If the viewer information input unit 110 has the voice information input unit 112, the classification information acquisition unit 160 may be used to acquire information about the sex of the viewers 30 based on the voice information. In this case, the classification information acquisition unit 160 stores information associating the acquired information with program identification information that is attached to program content and makes the program content identifiable in the program information storage unit 150 as classification information. Thus, the microphone 12 is used to play the role of assisting in classification/evaluation by the camera 11 and used to determine, when the viewers 30 smile, how far the degree of smiling and when the viewers 30 show a tearful face, whether the viewers 30 cry or sob. The microphone 12 is also used to determine the sex and the like.
The classification information acquisition unit 160 is constituted by a CPU or the like. In this case, the function of the classification information acquisition unit 160 is realized by a program stored in a ROM or the like being expanded into a RAM or the like and the program expanded in the RAM being executed by the CPU. The classification information acquisition unit 160 may also be constituted, for example, by dedicated hardware or the like.
The classification information acquisition unit 160 classifies the program content 192 by integrating each piece of the above information.
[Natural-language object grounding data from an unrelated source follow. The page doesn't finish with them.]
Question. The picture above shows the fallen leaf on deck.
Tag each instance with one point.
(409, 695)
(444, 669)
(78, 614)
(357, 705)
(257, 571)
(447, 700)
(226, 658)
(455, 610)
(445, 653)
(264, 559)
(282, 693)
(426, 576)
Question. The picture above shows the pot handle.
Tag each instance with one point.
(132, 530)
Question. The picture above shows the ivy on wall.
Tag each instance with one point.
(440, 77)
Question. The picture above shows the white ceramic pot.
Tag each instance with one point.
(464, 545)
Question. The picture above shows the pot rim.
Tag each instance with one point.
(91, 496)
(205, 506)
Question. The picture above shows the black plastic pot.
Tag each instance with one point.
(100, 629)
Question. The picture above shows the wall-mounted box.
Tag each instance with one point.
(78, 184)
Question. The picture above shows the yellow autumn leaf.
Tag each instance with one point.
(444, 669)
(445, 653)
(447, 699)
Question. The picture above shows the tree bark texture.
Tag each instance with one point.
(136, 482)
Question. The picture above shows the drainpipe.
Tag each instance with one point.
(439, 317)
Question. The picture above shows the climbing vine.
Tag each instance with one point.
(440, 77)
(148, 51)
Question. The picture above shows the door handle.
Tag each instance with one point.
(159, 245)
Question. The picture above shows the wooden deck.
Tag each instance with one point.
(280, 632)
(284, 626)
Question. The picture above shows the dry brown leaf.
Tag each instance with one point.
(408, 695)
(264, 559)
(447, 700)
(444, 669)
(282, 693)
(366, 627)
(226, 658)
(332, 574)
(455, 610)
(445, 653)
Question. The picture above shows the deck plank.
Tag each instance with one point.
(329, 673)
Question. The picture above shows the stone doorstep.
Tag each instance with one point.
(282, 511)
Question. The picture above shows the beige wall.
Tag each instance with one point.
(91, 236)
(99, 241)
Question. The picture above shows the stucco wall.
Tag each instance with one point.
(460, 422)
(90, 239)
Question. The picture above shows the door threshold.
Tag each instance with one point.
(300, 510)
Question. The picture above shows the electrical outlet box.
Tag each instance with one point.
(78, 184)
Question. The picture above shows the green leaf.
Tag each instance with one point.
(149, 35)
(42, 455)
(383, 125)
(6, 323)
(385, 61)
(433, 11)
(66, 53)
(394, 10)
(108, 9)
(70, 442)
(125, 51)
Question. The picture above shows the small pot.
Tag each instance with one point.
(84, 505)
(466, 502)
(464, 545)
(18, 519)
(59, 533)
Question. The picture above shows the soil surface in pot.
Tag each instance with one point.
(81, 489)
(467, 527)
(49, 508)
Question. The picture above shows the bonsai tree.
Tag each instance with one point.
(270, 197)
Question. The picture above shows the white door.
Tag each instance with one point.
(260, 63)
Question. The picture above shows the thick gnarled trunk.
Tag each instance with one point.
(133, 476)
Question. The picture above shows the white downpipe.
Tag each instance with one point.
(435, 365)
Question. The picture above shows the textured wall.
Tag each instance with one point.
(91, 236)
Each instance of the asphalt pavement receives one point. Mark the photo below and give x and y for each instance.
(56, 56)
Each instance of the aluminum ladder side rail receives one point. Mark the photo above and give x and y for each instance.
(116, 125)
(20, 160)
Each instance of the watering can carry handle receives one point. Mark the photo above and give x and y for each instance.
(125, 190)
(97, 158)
The classification information acquisition unit 160 can classify, for example, the program content 192 of “animation X” from information of “younger than teens”, “male”, “frequent movement of sight line”, “burst of laughter”, and “animation X” into “uproarious animation with action favored by boys younger than teens”.
The classification information acquisition unit 160 can also classify, for example, the program content 192 of “drama Y” from information of “thirties”, “female”, “infrequent movement of sight line”, “concentrated”, and “drama” into “calm drama Y favored by females in their thirties”.
The evaluation information acquisition unit 170 is used to store information associating the degree of upsurge acquired by the upsurge degree acquisition unit 120 with the time and program identification information that is attached to program content and makes the program content identifiable in the program information storage unit 150 as evaluation information.
The evaluation information acquisition unit 170 defines upsurge conditions expressed numerically, for example, from a smiling face, laughter, tearful face, tearful voice, or serious face and the chronological records thereof as the “degree of upsurge”. The evaluation information acquisition unit 170 defines quality as the program content 192 expressed numerically from the time average of the “degree of upsurge” and information about the total number and ratio of the viewing viewers 30 as a “program evaluation”. When selecting the program content 192, the viewers 30 use the “program evaluation”.
The evaluation information acquisition unit 170 is constituted by a CPU or the like. In this case, the function of the evaluation information acquisition unit 170 is realized by a program stored in a ROM or the like being expanded into a RAM or the like and the program expanded in the RAM being executed by the CPU. The evaluation information acquisition unit 170 may also be constituted, for example, by dedicated hardware or the like.
Information (highlight information, classification information, and evaluation information) stored in the program information storage unit 150 by the highlight extraction unit 130, the classification information acquisition unit 160, and the evaluation information acquisition unit 170 can be individually handled by each monitor 19 and each connected recording/reproduction apparatus 40. On the other hand, the above information is handled by the server 60 connected to the network 50 as collective knowledge. Accordingly, more precise information can be given to the viewers 30 as feedback. Information about the collective knowledge can also be used for program production and advertisement within the range of personal information protection.
The transmission unit 180 is used to transmit information stored in the program information storage unit 150 to the server 60 via the network 50. The transmission unit 180 is constituted, for example, by a communication interface or the like. Furthermore, the transmission unit 180 may be used to acquire EPG information generally used in TV or EPG link information from the server 60 in the network k 50 and to acquire information about performers of the program content 192, classification created by the provider side and the like.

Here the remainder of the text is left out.